Administrators, i just realized that this thread might belong in the "beyond flashlights" category. Please move it if you deem necessary.


----------



## jake25 (Dec 28, 2007)

9,576 R2 Cree XR-E's

1,000's of blind people?


----------



## LukeA (Dec 28, 2007)

jake25 said:


> 9,576 R2 Cree XR-E's
> 
> 1,000's of blind people?



Phillips LEDs. It's actually some iteration of the K2 family.


----------



## john2551 (Dec 28, 2007)

jake25 said:


> 9,576 R2 Cree XR-E's
> 
> 1,000's of blind people?


 
Much more than 1,000's because more than 1 million people show up in Times Square on New Years Eve.


----------



## rizky_p (Dec 28, 2007)

9,576 Luxeons???? how would one heat-sink all the LEDs???


----------



## 65535 (Dec 28, 2007)

I believe they made the swap last year, I imagine they have some serious forced air cooling on it.


----------



## EricB (Dec 29, 2007)

I got to see it right up close and even touch it when it was on display at Macy's a few weeks ago!


----------



## OceanView (Dec 31, 2007)

I saw the video of the new ball and it's certainly an improvement over the incandescent versions. You have the ability to use colors, and through computer controls, can do all sorts of neat visual effects. 

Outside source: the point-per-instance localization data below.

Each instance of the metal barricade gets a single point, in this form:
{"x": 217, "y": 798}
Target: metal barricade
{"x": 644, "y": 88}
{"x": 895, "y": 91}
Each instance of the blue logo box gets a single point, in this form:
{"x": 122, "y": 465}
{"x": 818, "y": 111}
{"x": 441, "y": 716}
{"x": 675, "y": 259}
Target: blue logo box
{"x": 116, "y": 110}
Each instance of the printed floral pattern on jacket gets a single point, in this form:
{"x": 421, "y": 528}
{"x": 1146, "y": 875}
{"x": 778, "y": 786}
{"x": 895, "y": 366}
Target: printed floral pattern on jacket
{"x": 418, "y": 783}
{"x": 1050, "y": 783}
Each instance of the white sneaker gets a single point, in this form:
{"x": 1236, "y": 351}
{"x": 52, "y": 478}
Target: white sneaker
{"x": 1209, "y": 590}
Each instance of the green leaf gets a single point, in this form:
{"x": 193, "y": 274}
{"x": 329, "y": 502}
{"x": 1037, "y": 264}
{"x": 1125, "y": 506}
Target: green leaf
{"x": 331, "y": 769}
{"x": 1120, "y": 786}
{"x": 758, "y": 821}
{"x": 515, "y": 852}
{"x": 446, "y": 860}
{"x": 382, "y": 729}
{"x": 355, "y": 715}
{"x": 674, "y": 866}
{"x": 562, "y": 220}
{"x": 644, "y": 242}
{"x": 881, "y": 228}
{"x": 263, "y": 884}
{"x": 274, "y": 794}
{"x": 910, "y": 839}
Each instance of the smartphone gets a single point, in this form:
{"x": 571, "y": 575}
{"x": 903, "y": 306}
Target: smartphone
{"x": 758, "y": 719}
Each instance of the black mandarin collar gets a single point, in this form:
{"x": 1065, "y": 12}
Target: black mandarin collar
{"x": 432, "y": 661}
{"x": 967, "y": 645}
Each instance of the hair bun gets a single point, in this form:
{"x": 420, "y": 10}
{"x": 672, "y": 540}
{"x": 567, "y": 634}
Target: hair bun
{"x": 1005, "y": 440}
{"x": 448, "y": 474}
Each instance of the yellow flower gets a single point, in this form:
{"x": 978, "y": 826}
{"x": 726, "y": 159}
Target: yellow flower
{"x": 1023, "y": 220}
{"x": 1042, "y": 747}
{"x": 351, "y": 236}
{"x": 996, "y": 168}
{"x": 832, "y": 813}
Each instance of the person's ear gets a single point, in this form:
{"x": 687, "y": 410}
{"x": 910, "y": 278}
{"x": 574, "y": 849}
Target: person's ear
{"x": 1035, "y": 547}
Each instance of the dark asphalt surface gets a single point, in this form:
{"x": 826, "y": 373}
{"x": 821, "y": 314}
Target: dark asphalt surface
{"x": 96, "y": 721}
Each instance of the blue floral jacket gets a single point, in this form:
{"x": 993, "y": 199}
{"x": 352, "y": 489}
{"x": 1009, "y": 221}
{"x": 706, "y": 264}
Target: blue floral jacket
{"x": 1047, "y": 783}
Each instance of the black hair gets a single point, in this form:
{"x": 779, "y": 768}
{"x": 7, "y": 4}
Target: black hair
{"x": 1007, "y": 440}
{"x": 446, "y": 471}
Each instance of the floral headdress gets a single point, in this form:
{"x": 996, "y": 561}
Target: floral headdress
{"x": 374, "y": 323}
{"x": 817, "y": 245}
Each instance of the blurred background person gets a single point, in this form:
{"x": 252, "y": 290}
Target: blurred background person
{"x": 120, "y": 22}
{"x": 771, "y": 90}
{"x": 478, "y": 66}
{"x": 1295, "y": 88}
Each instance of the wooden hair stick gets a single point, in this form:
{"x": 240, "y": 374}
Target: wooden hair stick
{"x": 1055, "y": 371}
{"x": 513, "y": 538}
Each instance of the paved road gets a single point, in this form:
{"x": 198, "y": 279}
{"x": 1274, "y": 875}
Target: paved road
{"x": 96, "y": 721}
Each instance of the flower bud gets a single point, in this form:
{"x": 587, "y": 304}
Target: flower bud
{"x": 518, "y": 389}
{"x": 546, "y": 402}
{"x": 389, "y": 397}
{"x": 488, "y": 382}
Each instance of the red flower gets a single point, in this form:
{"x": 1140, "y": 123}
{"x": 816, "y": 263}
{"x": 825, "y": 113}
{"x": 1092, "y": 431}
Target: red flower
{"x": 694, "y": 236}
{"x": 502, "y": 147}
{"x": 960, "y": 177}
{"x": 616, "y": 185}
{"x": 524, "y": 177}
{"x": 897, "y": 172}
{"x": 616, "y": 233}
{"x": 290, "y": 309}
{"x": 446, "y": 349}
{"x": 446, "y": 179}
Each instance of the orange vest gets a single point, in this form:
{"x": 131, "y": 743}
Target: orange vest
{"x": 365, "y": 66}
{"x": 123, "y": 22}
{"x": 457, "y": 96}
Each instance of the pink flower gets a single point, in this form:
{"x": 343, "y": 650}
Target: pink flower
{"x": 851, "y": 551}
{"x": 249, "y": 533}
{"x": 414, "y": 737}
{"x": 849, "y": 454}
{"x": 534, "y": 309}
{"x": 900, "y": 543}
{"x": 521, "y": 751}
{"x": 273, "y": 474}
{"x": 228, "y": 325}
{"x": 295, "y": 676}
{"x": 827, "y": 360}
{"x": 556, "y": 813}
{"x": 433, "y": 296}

Actually, check out this case study document from Phillips. Interesting read. Each triangular facet on the ball is a mirrored compartment containing a red, green, and blue-colored K2 (I'm assuming one of the new K2 emitters and not the older one?) plus a white. The very end of the document mentions Rebels along with the K2's, so I'm thinking that a Rebel emitter is responsible for the white. Then each cell is covered with a double-cut (i.e. faceted on the inside and outside surfaces) Waterford crystal lens. Makes for a very sparkly visual effect. Very nice.

I think it's cool that this Times Square ball is the first one to actually go on display for people to see up close and see it shimmer and change colors.


----------



## Silverliner25s (Jan 1, 2008)

Also the new Philips Halogena Energy Saver lamps are used to spell out "2008" if I recall correctly. I have tried out the new lamps and they are pretty decent.


----------



## EricB (Jan 1, 2008)

If LED bulbs have gotten bright enough to light the Brooklyn Bridge soon, you would think they would have converted this year sign to LED too!


----------



## PhotonWrangler (Jan 1, 2008)

Neat article. Thanks for the link, OceanView!


----------



## Silverliner25s (Jan 2, 2008)

The "2008" was lit by those new halogen lamps because Philips wants to heavily promote them to the buying public. 100w of light for only 70w is a pretty big reduction for a traditional tungsten light source, they even run cooler too. All from my initial experience trying them out, they're good stuff.


----------